Implementation of a non-blocking dictionary.
https://www.nuget.org/packages/NonBlocking

NonBlocking dictionary:

• NonBlocking dictionary has the same API as ConcurrentDictionary.
• No locks are taken during any operation including Get, Add, Remove, internal resizes etc...
• While multiple threads accessing NonBlocking dictionary will help each other in operations such as table resizing, there is no dependency on such behavior. If any thread get unscheduled or delayed for whatever reason, other threads will be able to make progress independently.

There is a subtle difference in when keys are unreferenced after Remove. ConcurrentDictionary drops keys eagerly on Remove, while in the case of NonBlocking dictionary only the value is removed and the corresponding key is dropped lazily.

ConcurrentDictionary performs Remove under a lock and as such it can expell both the key and the value "atomically". That is not the case for NonBlocking dictionary and thus only values are immediately removed. The corresponding dead key will remain in the dictionary and may become live again after a corresponding Add, or, if still dead, "shaken off" when there is a shortage of free slots.

In code that uses Remove and is sensitive to when keys become GC-unreachable, like if keys have finalizers or can reference large object graphs, the laziness of Remove could be a problem.

Core algorithms are based on NonBlockingHashMap, written and released to the public domain by Dr. Cliff Click. A good overview is here https://www.youtube.com/watch?v=HJ-719EGIts

Most differences of this implementation are motivated by the differences in provided and expected APIs on .Net platform.

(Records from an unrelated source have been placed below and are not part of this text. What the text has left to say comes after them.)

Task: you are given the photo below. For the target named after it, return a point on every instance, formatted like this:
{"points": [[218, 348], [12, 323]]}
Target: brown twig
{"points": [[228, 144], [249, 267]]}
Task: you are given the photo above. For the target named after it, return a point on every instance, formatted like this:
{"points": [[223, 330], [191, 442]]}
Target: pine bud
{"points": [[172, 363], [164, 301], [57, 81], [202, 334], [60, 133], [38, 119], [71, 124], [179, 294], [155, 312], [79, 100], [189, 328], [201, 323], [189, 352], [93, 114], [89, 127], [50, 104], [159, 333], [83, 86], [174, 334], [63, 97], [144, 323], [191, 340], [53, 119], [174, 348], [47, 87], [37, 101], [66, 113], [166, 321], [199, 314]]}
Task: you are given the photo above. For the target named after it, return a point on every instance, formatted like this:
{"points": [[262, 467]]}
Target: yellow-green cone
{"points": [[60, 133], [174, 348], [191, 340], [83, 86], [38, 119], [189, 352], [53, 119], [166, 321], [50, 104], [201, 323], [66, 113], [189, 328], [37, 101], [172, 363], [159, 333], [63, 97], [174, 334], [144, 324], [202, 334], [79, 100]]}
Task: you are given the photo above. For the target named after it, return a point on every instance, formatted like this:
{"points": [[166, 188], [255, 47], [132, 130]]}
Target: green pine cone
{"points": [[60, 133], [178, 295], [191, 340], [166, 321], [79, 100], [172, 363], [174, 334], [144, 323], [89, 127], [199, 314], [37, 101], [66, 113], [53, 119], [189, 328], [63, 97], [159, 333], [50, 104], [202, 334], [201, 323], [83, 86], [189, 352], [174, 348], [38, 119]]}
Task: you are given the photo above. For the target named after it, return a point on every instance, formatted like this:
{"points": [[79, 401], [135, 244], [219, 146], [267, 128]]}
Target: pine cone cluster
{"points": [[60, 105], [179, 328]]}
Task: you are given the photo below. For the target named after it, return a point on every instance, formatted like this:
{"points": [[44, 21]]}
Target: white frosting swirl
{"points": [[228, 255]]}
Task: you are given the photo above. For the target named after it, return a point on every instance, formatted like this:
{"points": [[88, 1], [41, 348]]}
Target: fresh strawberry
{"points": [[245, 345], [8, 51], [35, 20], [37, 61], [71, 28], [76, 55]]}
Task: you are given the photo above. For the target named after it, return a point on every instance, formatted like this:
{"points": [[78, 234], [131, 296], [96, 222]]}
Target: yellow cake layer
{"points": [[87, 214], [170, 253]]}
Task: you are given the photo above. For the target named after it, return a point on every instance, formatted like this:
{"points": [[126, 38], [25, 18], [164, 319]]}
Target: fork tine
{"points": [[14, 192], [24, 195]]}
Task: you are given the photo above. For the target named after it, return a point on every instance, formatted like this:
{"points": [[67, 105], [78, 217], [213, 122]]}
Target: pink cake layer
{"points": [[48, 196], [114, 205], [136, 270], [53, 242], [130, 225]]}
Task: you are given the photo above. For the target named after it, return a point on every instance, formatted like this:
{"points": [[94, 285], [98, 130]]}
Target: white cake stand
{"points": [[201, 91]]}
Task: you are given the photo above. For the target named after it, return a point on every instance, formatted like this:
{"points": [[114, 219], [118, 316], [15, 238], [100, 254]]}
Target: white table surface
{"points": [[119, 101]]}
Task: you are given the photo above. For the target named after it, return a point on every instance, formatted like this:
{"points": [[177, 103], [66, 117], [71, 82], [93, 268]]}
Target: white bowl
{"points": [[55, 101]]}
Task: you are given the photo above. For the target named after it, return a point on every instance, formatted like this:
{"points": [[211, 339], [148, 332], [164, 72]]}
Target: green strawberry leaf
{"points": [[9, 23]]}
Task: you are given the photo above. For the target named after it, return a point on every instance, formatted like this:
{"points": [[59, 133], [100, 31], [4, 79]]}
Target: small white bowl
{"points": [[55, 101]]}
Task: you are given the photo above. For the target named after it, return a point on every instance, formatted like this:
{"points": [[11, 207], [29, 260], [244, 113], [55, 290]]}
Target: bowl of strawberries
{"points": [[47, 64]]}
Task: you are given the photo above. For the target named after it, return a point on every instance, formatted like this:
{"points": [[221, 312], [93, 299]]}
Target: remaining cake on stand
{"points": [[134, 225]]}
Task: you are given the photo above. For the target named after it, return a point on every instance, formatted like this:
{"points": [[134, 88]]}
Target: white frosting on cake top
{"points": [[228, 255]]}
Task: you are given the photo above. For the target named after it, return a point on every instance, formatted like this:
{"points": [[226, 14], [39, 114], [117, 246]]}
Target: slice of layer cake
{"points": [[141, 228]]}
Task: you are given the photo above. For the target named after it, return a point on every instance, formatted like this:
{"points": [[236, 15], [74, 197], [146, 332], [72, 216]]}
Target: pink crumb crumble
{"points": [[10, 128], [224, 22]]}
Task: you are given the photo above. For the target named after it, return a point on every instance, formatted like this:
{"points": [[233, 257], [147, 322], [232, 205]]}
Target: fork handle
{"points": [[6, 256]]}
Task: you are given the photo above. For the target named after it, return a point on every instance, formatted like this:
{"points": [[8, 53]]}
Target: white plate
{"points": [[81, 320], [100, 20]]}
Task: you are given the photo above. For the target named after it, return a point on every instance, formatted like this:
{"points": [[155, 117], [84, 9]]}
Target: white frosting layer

In particular:

• .Net has structs and reified generics.
• platform APIs such as Interlocked.CompareExchange have differences.
• ConcurrentDictionary API differs from a typical java dictionary.

Memory model is assumed to be weak and honoring indirection data-dependency (should work on ARM, but not yet tested).

On most operations NonBlocking dictionary is faster than ConcurrentDictionary.
It is particularly faster in write-heavy scenarios.
NonBlocking dictionary scales linearly with number of active threads if hardware permits.

The test machine is
Intel(R) Xeon(R) CPU E5-2698B v3 @ 2.00GHz Sockets: 2 Virtual processors: 32.

The benchmarks perform various operations on {int --> string} dictionaries and run as 64bit process.
Y - number of operations in 1000000 ops per second.
X - number of threads

One interesting observation - An average Add operation on a clean dictionary results in a cache miss and access to RAM. Another access is accrued on average due to double-up resizes. As a result, at some point Add can unavoidably be limited by the throughput of memory accesses.

The limits of the hardware are more pronounced on the next chart where reads are done off a fresh table, not yet in a local CPU cache. The scenario is dominated by uncached reads and is bounded by about 32 MOps/second.
Since Add, on average, requires two uncached accesses, it seems to operate close to the hardware limits.